# Auto NUTS

There have been several versions of the NUTS geocode standard - 2003, 2006, 2010, 2013 and 2016.

Each of these versions has an [associated enforcement date](https://ec.europa.eu/eurostat/web/nuts/history), which can lag by around 2 years from the date of introduction.

Organisations releasing data aggregated at the NUTS geographies are not required to use the latest version until the enforcement date, leaving a two year period during which it is unclear whether an organisation is using a particular version.

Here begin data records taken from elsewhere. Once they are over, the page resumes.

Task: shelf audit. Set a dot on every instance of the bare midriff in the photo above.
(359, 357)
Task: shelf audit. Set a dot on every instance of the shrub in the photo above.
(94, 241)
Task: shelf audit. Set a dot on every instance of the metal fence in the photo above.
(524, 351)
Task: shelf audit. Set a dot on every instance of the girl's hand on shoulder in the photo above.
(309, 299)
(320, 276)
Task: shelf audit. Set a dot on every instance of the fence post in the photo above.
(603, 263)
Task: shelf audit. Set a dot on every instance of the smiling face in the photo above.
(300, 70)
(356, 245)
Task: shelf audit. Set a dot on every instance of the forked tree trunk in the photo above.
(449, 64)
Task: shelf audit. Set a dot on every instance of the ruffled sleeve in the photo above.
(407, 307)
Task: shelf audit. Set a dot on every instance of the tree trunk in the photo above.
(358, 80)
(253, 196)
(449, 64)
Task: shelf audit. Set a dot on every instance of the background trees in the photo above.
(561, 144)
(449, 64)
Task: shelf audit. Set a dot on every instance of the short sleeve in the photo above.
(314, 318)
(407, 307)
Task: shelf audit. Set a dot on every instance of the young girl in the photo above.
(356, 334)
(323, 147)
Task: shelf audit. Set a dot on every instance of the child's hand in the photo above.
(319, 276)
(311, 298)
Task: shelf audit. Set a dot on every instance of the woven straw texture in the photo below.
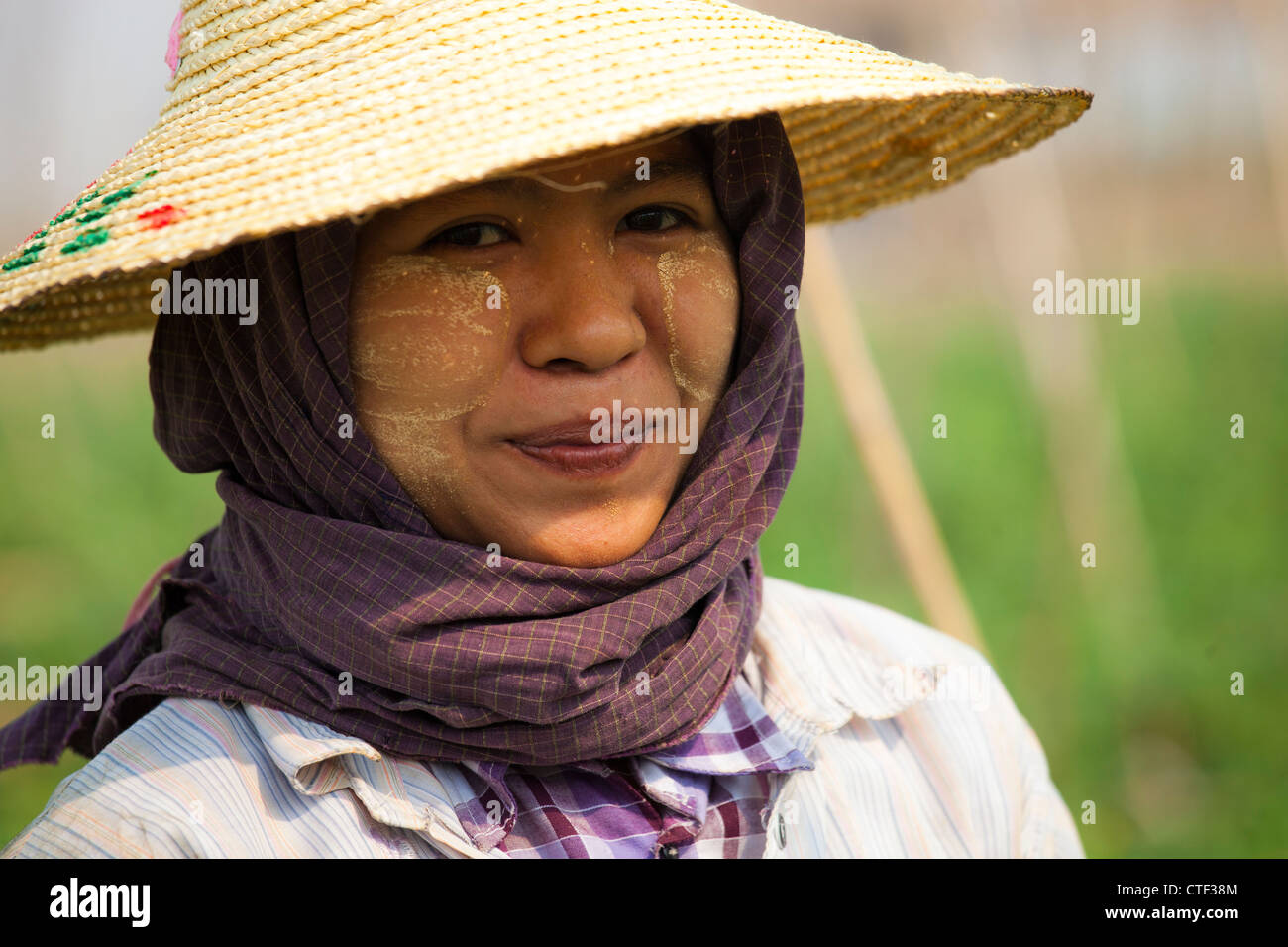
(286, 114)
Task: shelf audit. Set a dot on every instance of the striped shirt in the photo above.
(874, 736)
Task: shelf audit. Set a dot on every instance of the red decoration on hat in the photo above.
(162, 217)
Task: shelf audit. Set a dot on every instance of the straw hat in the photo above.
(286, 114)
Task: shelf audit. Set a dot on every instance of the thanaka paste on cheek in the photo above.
(700, 272)
(430, 335)
(426, 347)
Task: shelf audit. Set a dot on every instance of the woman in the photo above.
(494, 463)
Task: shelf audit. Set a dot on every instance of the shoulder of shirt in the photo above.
(828, 659)
(828, 656)
(158, 789)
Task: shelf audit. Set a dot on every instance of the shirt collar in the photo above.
(739, 738)
(863, 661)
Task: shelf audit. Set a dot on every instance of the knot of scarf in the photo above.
(326, 592)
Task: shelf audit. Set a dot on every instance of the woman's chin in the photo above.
(591, 538)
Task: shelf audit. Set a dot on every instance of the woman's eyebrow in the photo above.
(544, 192)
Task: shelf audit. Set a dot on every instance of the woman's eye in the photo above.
(649, 215)
(468, 235)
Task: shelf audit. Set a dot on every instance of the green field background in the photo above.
(1127, 684)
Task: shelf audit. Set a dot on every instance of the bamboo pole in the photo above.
(907, 512)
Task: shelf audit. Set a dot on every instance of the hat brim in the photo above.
(333, 110)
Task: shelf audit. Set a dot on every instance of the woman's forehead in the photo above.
(610, 167)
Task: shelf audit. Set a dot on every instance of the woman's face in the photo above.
(490, 328)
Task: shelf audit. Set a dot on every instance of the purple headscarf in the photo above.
(326, 592)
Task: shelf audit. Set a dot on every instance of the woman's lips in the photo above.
(579, 459)
(568, 449)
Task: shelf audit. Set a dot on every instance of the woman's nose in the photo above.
(584, 312)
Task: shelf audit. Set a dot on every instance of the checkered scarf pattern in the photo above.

Here we will create a function that can automatically take a dataset with specified NUTS regions and infer the version year.

In [None]:
%run ../notebook_preamble.ipy

In [None]:
from collections import defaultdict
import geopandas as gpd
import os
from itertools import chain

nuts_years = np.array([2003, 2006, 2010, 2013, 2016])

Modelled data for air pollution across the UK is compiled by DEFRA. The values are obtained by using the data from monitoring stations and using atmospheric modelling to interpolate the data to a 1km by 1km grid across the whole country.

In [None]:
nuts_ids = {}

for nuts_year in  nuts_years:
    file = f'{data_path}/raw/gis/eurostat/NUTS_RG_01M_{nuts_year}_4326_LEVL_2.shp/NUTS_RG_01M_{nuts_year}_4326_LEVL_2.shp'
    eu_regions = region = gpd.read_file(file)
    nuts_ids[nuts_year] = set(eu_regions[eu_regions['CNTR_CODE'] == 'UK']['NUTS_ID'].values)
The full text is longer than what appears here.